# How do I find the equation of a circle given the equation of $3$ tangents

I would love some help on finding the equation of the circles tangent to $d_1, d_2$ and $d_3$, given $$\begin{cases}d_1: y=4x-10 \\ d_2: y=9/4x-15/4 \\ d_3: y=3x-15 \end{cases}$$

My approach: I know that $d_2$ and $d_3$ are parallel. The circles, in order to be tangent to the $3$ lines must pass by $M$( intersection between $d_1$ and $d_2$) and $N$ (intersection between $d_1$ and $d_3$).

I found the coordinates of these points. Then, I found the radius, as it is the distance between $d_2$ and $d_3$. But in the end, it appears that I am wrong, but I dont understand why...

• I don't think d2 and d3 are parallel. Hint: the center of the circle is equidistant from the 3 tangents. – Gribouillis Oct 16 '17 at 17:13
• No pair of lines are parallel. You need to use the distance of a point to a line formula to find the equation of the circle. Additionally, we have multiple solutions to the given problem. – Math Lover Oct 16 '17 at 17:16

Let $(a,b)$ be a center of the circle.

Thus, $$\frac{|4a-b-10|}{\sqrt{17}}=\frac{|9a-4b-60|}{\sqrt{97}}$$ and $$\frac{|4a-b-10|}{\sqrt{17}}=\frac{|3a-b-15|}{\sqrt{10}}.$$ Now solve this system an you'll get four centers.

For all center find the distance between the center and some our line.

You'll get a radius of the circle and write equations of these circles.

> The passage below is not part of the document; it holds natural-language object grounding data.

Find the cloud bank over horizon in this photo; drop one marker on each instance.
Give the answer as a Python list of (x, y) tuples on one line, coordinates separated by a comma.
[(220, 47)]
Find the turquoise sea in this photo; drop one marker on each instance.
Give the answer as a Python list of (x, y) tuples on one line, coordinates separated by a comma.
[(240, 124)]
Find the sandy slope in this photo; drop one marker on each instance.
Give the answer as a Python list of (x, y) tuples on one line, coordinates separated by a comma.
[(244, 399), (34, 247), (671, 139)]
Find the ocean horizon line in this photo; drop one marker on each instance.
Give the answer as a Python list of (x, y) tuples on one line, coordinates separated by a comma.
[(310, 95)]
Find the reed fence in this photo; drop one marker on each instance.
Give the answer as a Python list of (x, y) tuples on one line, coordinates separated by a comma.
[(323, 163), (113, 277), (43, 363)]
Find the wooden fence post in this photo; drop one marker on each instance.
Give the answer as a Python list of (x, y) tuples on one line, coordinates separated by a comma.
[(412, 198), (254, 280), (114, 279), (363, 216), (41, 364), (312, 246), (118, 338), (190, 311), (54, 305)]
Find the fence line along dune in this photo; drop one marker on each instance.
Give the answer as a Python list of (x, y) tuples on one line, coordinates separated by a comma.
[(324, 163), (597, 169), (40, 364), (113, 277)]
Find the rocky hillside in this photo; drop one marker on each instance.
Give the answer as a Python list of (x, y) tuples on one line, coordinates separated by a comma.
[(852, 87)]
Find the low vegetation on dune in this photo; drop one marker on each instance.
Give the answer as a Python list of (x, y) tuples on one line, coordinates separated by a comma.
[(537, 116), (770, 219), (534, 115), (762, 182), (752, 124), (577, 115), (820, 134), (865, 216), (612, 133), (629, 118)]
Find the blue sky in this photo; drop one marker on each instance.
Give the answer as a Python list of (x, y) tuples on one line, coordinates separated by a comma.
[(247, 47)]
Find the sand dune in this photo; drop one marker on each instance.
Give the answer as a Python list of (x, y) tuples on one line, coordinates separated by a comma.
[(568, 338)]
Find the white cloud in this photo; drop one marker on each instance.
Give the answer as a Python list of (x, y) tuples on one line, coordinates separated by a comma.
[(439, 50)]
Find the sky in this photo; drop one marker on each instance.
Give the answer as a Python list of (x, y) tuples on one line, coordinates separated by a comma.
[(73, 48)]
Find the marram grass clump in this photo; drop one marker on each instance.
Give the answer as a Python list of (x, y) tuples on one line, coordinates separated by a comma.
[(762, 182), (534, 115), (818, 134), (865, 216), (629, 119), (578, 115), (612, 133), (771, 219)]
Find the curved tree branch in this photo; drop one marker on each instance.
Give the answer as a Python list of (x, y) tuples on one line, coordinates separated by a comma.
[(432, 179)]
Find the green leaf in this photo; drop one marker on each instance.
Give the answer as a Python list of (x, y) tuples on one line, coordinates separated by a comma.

Given any line, $y=mx+b$, then a $\bot$ is given by $y=(1/m)(h-x)+k$ where (h,k) is a point not on the line which the perpendicular will pass thru. In our case, (h,k) will be the center point of the circle(s). You can derive the above equation for yourself by simply using the perpendicular slope of $-1/m$ and substituting in h and k to a line equation.

Since $(h,k)$ was specified to not be on the line, then we can solve the two equations simultaneously and find a point that is on the line. That intersection is given by $$x_1=\frac{m(k-b)+h}{m^2+1}$$ $$y_1=\frac{b+hm+km^2}{m^2+1}$$ Now we have two points, $(h,k)$, the circle center, and $(x_1,y_1)$ a point on one of the 3 lines, whichever one you got $m$ and $b$ from. The distance between these 2 points is given by $$\frac{|h\cdot m+b-k|}{\sqrt{m^2+1}}$$ which also turns out to be a general formula for the distance from any point $(h,k)$ to any line $y=mx+b$.

Using specific lines as given by the problem we can equate the distances, which are the radii of each circle (however many there are). $$\frac{|4h - k - 10|}{ \sqrt{4^2+1}} = \frac{|3h -k - 15| }{\sqrt{3^2+1}}$$ $$\frac{|4h-10-k|}{\sqrt{4^2+1}} = \frac{|(9/4)h-15/4-k|}{\sqrt{(9/4)^2+1}}$$

These two equations were a little more complicated to solve than expected. Wolfram alpha gave up since I don't have the paid version, but a little persistence came up with these centers and radii. $$(696.07,-234.15)\;\;729.65$$ $$(-7.939,-29.144)\;\;3.05$$ $$(12.729,30.881\;\;2.43$$ $$(4.855,3.8436)\;\;1.35$$

The distance to a straight line of equation $$ax+by+c=0$$ is obtained as

$$\frac{|ax+by+c|}{\sqrt{a^2+b^2}}.$$

The center of a circle tangent to the three lines is equidistant to them and you need to solve

$$\dfrac{|ax+by+c|}{\sqrt{a^2+b^2}}= \dfrac{|a'x+b'y+c'|}{\sqrt{a'^2+b'^2}}= \dfrac{|a''x+b''y+c''|}{\sqrt{a''^2+b''^2}}.$$

Removing the absolute values, you have actually four systems of two equations in two unknows, giving four distinct solutions (they are the inscribed circle and three escribed ones).